Arrivati alla sua macchina, lucidissima, io ho pensato che l’appuntamento si stava trasformando nell’appuntamento che volevo. Sì, una mia debolezza, mi piace essere condotta se lo decido.

 

Salita in macchina lui mi chiede se voglio sentire musica acustica o se preferisco quella elettronica.

Io non capisco un cazzo (scusate ma questa va detta proprio così).

 

Sull’esperienza cena e sushi dovrei aprire un capitolo a parte. Mi sono proprio innamorata. Dell'alimento. Sarà che in tutto il giorno avevo mangiato solo uno yogurt ma l’ho trovato incredibile, quasi un'esperienza mistica. Il ristorante era molto carino, musica giapponese in sottofondo, quadri, odori particolari, proprio una mossa ben giocata. E poi mangiare il sushi è stato divertente. Credo fosse studiato anche questo. Per favore, non chiedetemi i nomi precisi che non li so. Era sushi di vario tipo, forme e dimensioni. Poi lui mi spiegava come fare, rideva della mia poca abilità con le bacchette (mi ha detto “ti faccio portare una forchetta?” ma io per orgoglio ho detto assolutamente di no) e faceva il cavaliere lasciandomi scegliere i pezzi. E’ stata una cena quasi perfetta.

 

Abbiamo toccato il massimo grado di confidenza quando ha iniziato a mettermi pezzi di sushi nel piatto mentre io pensavo “se ne mangio un altro e domani peso anche solo un grammo di più ti faccio a pezzetti e faccio mettere te poi nel sushi” (cosa, se vi interessa, che non si è verificata).

 

Ho avuto la sensazione, ma rimanga tra noi, che lui sapesse qualcosa di troppo. Si è lasciato scappare che il sushi è abbastanza magro.
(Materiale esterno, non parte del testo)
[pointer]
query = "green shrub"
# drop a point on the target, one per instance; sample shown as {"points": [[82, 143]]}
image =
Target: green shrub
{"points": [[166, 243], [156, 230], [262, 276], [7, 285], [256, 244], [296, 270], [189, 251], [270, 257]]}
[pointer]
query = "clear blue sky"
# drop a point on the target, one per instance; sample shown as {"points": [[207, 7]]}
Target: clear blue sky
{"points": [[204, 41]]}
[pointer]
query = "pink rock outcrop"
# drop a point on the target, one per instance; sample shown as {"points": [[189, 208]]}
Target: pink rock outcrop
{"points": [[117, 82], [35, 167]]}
Ho fatto finta che per me fosse indifferente comunque e che non avrei passato metà cena a contare le calorie di quello che stavo mangiando (perché la malata di mente la faccio solo da un certo grado di conoscenza in avanti).

 

E' stato carinissimo.

 

Si è riverificato di nuovo l’imbarazzo del “farmi pagare la cena da qualcuno” alla fine. Lui non ha voluto dividere il prezzo in parti uguali anche se io l’avrei trovato più civile. Meno galante ma più civile. Quindi io l’ho ringraziato lasciando perdere. Lui ha detto "dai, la prossima!"

 

Poi abbiamo passeggiato, passeggiato, passeggiato. E parlato, parlato, parlato. Non credevo di saper parlare tanto.

 

Sulla via del ritorno lui mi ha chiesto qualcosa di parecchio imbarazzante. Unica nota negativa. Poteva evitare. Mi ha chiesto i miei gusti musicali. Ho cercato di salvarmi in calcio d’angolo ma a domanda diretta non ho potuto far a meno di confessare.

 

Lui: “ma senti anche la Pausini?”

Io: “la Pausini? Scherzi? Noooo!”

Lui fermandosi e guardandomi: “dai, dimmi la verità.”
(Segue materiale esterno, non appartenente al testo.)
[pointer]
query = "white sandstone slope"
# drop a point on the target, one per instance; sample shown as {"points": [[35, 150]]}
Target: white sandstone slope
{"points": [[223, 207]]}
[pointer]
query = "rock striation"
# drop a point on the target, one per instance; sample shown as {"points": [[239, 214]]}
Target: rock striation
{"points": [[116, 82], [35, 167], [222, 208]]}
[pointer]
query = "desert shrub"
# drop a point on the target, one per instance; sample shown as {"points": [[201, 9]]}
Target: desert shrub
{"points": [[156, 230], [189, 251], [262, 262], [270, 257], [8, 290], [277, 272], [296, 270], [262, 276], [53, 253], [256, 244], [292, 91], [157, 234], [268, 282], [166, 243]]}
Io: “okay. Solo certe volte!”

 

Lui è scoppiato a ridere mentre io volevo sotterrarmi.

 

E’ finita che mi ha riportato alla mia macchina che era nelle vicinanze, in una certa vietta interna che mi sembrava mettergli ansia per uscirne.

Io l’ho baciato, sulla guancia, dicendogli che poteva seguire me.

 

Dove avrò preso tutta quella sicurazza non so, addirittura gli ho detto di seguirmi. Mah, mi stupisco da me. Io nella mia macchina nera e lui appena dietro che mi seguiva, la scena sembrava quasi da film, solo dovevamo avere due moto.

 

Arrivata a casa, stavo per scrivergli qualcosa, insomma, credevo toccasse a me, quando è arrivato il suo messaggio.

Sì, pare che proprio da buttare in un cassonetto io non sia. Ancora.

 

Se mi è piaciuto non lo so. E' stato qualcosa di totalmente diverso da quello che faccio di solito. E non ho mica così tanta fretta di sapere se col tempo mi piacerà di più o di meno. Vorrei un po' di lentezza, ecco tutto.

 

Che brutta conclusione. C'erano tempi in cui finivo i post con "e abbiamo fatto sesso sul tavolino". Mi sono rammollita.

10 giugno 2010
431 Chiacchiere infruttuose
Sono quasi le cinque.
Ed io ho circa cinque minuti di serenità mentale, scrivo riguardo le cose (complemento di argomento) che vanno bene.
Almeno per poter dire che ho dato un netto taglio migliorativo agli argomenti.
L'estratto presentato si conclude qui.